Final calibration error when applying the Efficient TAC-Two-Stage scheme using 8 (64 cores) and 16 workers (128 cores)

5 Conclusions

The TAC-Two-Stage prediction approach exploits the multi-thread FARSITE version to fit the prediction time within a current time limit. To achieve such a goal, a time-aware core allocation strategy was included in the basic Two-Stage prediction scheme, which is able to estimate in advance the maximum execution time of a given simulation and, consequently, determine at run time, how many cores it allocates to each simulation to accomplish the desired time constraints.

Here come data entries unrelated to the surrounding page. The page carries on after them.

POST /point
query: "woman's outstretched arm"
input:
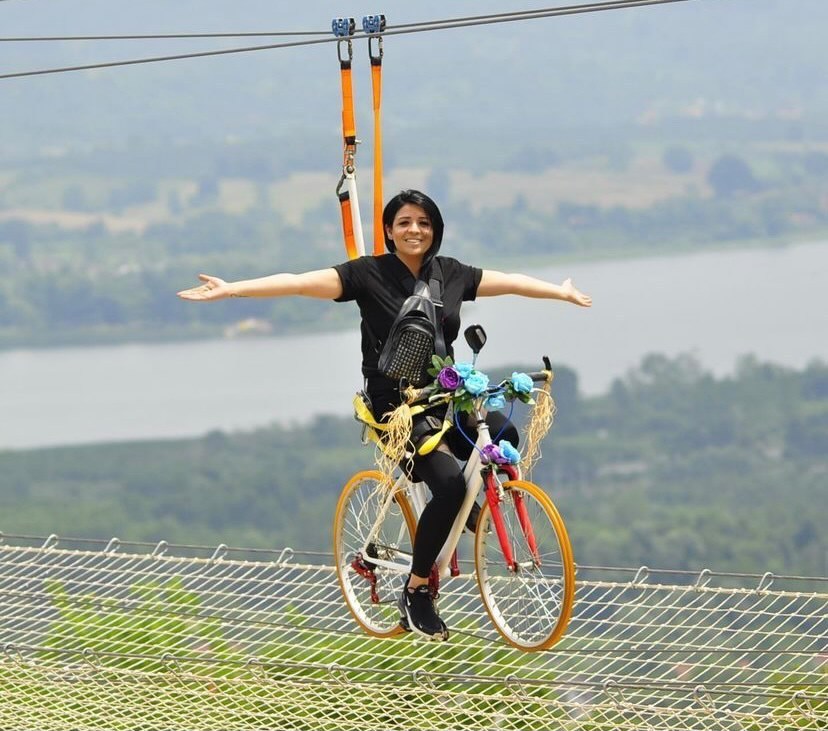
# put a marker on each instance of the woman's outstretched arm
(321, 283)
(496, 283)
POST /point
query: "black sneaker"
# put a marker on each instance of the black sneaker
(417, 614)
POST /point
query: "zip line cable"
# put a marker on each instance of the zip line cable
(165, 36)
(425, 26)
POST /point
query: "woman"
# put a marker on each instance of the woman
(379, 285)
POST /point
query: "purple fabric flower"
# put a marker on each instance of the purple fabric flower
(448, 378)
(492, 453)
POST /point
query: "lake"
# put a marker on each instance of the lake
(718, 306)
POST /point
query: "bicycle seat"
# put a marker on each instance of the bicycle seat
(372, 428)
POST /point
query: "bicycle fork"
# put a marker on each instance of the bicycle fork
(494, 496)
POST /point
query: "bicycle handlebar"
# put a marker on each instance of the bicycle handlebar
(414, 395)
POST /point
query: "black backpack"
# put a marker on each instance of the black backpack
(416, 334)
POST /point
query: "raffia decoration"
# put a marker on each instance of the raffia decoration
(394, 443)
(543, 414)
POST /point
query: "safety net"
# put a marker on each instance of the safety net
(115, 635)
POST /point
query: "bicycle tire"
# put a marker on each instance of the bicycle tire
(356, 513)
(530, 606)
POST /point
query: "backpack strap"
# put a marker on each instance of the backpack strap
(435, 287)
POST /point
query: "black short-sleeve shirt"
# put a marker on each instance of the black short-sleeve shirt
(380, 285)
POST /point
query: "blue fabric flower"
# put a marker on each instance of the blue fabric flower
(508, 451)
(521, 382)
(476, 382)
(495, 402)
(464, 369)
(492, 453)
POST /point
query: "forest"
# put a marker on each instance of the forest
(673, 468)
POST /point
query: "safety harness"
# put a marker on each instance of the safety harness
(346, 189)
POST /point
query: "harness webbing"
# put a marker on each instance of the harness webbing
(376, 85)
(348, 199)
(346, 190)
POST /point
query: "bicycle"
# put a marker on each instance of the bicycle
(522, 554)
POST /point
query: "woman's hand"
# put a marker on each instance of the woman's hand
(574, 295)
(212, 289)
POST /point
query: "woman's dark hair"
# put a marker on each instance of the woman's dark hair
(416, 198)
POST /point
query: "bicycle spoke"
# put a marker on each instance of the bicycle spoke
(367, 526)
(529, 605)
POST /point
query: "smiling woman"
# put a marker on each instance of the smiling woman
(381, 286)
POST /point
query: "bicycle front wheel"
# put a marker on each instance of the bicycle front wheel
(361, 533)
(529, 602)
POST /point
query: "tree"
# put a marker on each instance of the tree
(730, 175)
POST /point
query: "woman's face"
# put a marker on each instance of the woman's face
(411, 231)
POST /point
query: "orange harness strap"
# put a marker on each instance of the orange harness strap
(376, 85)
(346, 189)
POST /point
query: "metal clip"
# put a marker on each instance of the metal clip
(373, 23)
(343, 27)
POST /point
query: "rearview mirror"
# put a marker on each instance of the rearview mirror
(476, 337)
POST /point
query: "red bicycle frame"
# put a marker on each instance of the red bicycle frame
(494, 500)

When strictly using TAC we are able to provide a forest fire spread prediction on time but it can incur very poor efficiency in the MPI-OpenMP parallel calibration stage. For that reason, a scheduler module has been designed and implemented to improve system efficiency. In this work, we describe an efficient time-aware parallel forest fire spread prediction scheme (Efficient TAC-Two-Stage). This improvement estimates from statistical data the required number of cores and integrates a scheduling policy that enables the system to deliver prediction results under real-time constraints provided by the forest fire management services. This approach is able to reach the same calibration quality with less computational resources that releases enough cores that can be used to run complementary models and enrich the input data quality. The system has been tested with a real forest fire that took place in Catalonia in July 2012. The results show that, using the estimated number of cores, the prediction scheme has no penalization in terms of calibration quality and significantly increases the efficiency. In turn, the available free resources allows us to run complementary models such as wind field models improving the final prediction results.